Reread

ReRead is a desktop based/self-hosted RSS feed reader.

It is a self-contained Java JAR file which only requires a Redis instance with Redis Modules. You can download a ready-to-use binary from Github releases.

Use the following Docker command to have redis running:

docker run -p 6379:6379 redislabs/redismod:latest

Motivation
Features
Screenshots
Architecture
- Notes on Security
Redis modules used
Issues encountered with Redis
Redis commands usage
Tech Stack
Deployment
Hacking
- Front-end
- Back-end
Improvement ideas

Motivation

The motivation to develop reread came from my own personal itch. I have 100s of feeds that I follow but no service currently allows to add all of them in a single free account.

Feedly
- is limited to 100 sources in free plan
InoReader
- is limited to 150 sources
- is paid to de-duplicate articles across feeds
NewsBlur
- is limited to 64 sources
- no search
FeedSpot
- has no search in free plan
Winds
- only magazine style layout
- does not allow filtering by read/unread posts
- search does not works (atleast for me)

And last but not the least: PRIVACY. All these sites are ad-supported (which makes sense for free version), but in paid versions too, they are collecting a lot of analytics about the user behavior including the reading pattern. ReRead does not collect any information ensuring privacy.

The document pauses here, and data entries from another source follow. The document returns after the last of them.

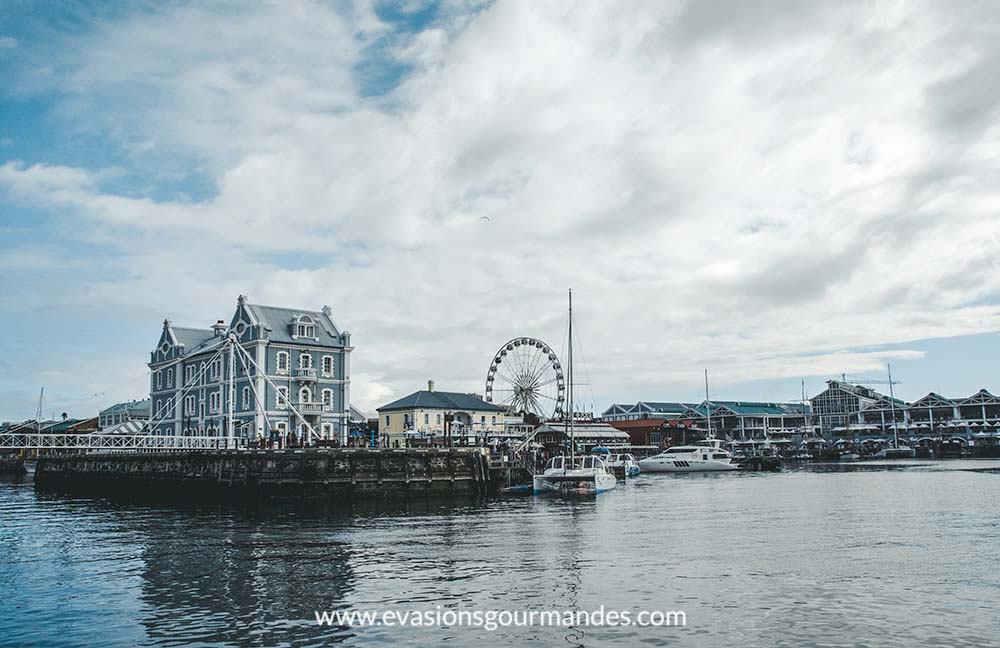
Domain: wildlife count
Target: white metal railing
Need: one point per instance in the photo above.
(32, 441)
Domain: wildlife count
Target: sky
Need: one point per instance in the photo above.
(776, 192)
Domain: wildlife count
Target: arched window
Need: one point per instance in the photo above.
(304, 327)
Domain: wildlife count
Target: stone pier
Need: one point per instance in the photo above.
(315, 473)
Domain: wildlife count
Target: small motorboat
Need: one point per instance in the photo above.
(565, 477)
(899, 452)
(709, 456)
(623, 461)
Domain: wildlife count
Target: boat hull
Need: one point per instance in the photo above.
(570, 484)
(654, 465)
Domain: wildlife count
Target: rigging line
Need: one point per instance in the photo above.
(259, 403)
(536, 375)
(104, 392)
(288, 402)
(586, 369)
(526, 359)
(533, 362)
(153, 421)
(507, 378)
(538, 366)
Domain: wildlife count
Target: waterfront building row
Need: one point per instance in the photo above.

As I read about the Redis Hackathon I thought it would be a good idea to develop something that I can use in future as well. And thus was born reread.

Features

ReRead comes with the following features:

Clean/simple/minimalistic UI
Discovers RSS/Atom feeds from a given site
Add RSS/Atom feeds
Import feeds and folders from an OPML file
De-dupe posts (with same content) across multiple feeds
Multiple layouts: cards, masonary, list, magazine, title only
Sort by oldest/newest posts
Filter to show only read/unread posts
Star a post as favorite
Bookmark a post to read later
View all star/bookmark posts
Create new folders
Categorize feeds into folders
View statistics as a graph on how frequently a feed posts
View self reading habits such as how many posts you read every day

Screenshots

Home page

Folder view

Magazine view

Search results

Title only view

Feed details

Post read activity

Post bookmarked activity

Architecture

ReRead is a classic 3-tiered application, where the web tier connects with the service tier over REST services. All data persistence happens inside Redis. ReRead includes an embedded scheduler that

   +-------+              +--------+                     +------------+
   | React |    REST      | Java   |  Redis Protocol     | Redis with |
   |  UI   |------------> | Server |-------------------> | modules    |
   +-------+              +--------+                     +------------+
                              |
                              | Continual
                              | polling          +------------+
                              +----------------> | Feed Hosts |
                                                 +------------+

ReRead utilizes continual polling for fetching new posts from RSS/Atom feeds. This is limited as there is no easy way of receiving webhooks on http://localhost for feeds with PubSubHubBub enabled.

The code can however be extended to use tunneling via ngrok, localtunnel or otherwise to make use of PubSubHubBub to reduce polling. Note: Not all feeds/sites support hooks and thus polling may still be required.

Notes on Security

ReRead does not use authentication on purpose. It is intended for power users who subscribe of hundreds/thousands of feeds and would like to run it locally or self host.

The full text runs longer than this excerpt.